Two front-runners emerge as pope candidates
Cardinals of Milan and San Paolo both far from reaching quorum11 March, 15:18
Scola, age 71, having guided Venice and Milan - two dioceses from which five popes have emerged in the last century - is the strongest among Italian contenders, although his support comes mostly from a heterogeneous international group (Nothern Europeans, North and South Americans, and a few Italians) with a goal of electing a pope who can reform the Roman Curia, which is currently undergoing a number of actions on the part of the pre-conclave general congregations.

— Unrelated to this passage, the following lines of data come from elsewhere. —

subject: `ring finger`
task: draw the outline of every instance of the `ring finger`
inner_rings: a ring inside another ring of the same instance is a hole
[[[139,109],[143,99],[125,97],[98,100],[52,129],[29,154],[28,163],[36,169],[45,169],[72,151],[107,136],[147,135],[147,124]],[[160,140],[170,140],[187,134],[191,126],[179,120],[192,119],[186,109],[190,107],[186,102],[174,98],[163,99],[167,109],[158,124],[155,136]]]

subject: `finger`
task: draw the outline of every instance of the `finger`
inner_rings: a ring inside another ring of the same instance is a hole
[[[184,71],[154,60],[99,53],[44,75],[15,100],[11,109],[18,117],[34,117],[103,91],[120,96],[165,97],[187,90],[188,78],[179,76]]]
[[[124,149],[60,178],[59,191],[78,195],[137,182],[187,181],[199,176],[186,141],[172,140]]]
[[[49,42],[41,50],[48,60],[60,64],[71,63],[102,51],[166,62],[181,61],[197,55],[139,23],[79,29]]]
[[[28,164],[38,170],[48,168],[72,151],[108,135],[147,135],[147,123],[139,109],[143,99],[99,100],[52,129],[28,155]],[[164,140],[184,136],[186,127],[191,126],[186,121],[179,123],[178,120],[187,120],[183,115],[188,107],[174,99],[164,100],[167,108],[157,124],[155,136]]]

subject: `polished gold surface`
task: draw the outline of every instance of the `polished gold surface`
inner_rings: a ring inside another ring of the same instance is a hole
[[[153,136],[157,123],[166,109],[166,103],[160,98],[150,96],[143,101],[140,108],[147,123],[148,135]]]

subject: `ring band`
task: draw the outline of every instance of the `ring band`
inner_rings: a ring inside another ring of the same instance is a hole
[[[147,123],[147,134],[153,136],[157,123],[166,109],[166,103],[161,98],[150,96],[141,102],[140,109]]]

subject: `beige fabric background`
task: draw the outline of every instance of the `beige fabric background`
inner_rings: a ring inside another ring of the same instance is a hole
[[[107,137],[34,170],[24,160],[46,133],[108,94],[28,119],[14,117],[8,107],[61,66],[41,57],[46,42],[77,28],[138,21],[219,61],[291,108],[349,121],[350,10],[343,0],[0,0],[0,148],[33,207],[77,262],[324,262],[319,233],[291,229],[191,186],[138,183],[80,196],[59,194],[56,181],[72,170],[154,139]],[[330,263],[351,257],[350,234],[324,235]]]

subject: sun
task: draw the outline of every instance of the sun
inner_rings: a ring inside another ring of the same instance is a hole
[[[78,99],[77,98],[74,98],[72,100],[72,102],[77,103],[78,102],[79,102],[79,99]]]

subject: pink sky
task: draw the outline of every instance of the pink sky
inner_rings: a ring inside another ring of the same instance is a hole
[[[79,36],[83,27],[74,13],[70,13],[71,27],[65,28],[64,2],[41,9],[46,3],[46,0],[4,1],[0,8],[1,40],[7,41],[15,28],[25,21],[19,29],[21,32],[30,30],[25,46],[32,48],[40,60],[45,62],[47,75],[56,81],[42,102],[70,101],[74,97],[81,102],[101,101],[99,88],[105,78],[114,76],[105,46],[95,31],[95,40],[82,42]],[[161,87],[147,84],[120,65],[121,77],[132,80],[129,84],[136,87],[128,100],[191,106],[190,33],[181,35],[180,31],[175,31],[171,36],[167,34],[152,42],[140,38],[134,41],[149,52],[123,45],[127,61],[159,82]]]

Scherer, age 63, head of the most populous diocese in the world, is the candidate for those who are more closely tied to current Roman Curia and hopes for greater continuity. His strong card is supporter Giovanni Battista Re, the bishops' ex-prefect with whom Scherer worked for years in Rome. Scherer is also tied to the Roman Curia by his seat on the supervisory board of the Vatican Bank (IOR). Uncertainty as how things will play out, and how open the possible outcome is, is underlined by the fact that votes backing Scola number less than 40, and votes backing Scherer barely reach 30, far from the quorum of 77 necessary for election, or two-thirds of the 115-member electorate. One will see at the first ballot on Tuesday afternoon, if one of the two has catalyzed the 45 or so votes necessary for moving forward.
If such a prospect does not materialize, more than one candidate could pick up the baton in the name of his consolidated pastoral experience - like the French Canadian Marc Ouellet, the Hungarian Peter Erdo, or even the Americans Timothy Dolan or Sean O'Malley.
In the background, there are true outsider figures, like the young Philippine Luis Antonio Tagle or the Mexican Francisco Robles Ortega. An altogether different matter is the possible "ticket" matching 'papabile', or a papal contenders, like Scola and Scherer, with names that would flank them as foreign secretary - the post that wields the levers of Vatican power. For this post, names circulating for days include the Argentinian Leonardo Sandri and the Italian Mauro Piacenza.
Negotiations, in any case, are completely open. The cardinals have dedicated Sunday - apart from masses in the Roman churches they lead - to confidential talks and meetings that will continue Monday, the eve of the conclave. For many, the need expressed in the general congregation is to find a figure able to turn the Roman Curia around, to carry out much desired reform with collegiality, an inheritance never implemented by the Council.
Widespread among the cardinals are fatigue, unease, and suffering from scandals that have marked that recent years - like Vatileaks, the dossier of which was drawn up by three detective-cardinals, Julian Herranz, Jozef Tomko and Salvatore De Giorgi, and which hangs, a true sword of Damocles, over this conclave. Can a name capable of truly cleaning house emerge from these conditions - a task before which Ratzinger himself surrendered? At this point, one will only know after the white smoke rises above the Vatican.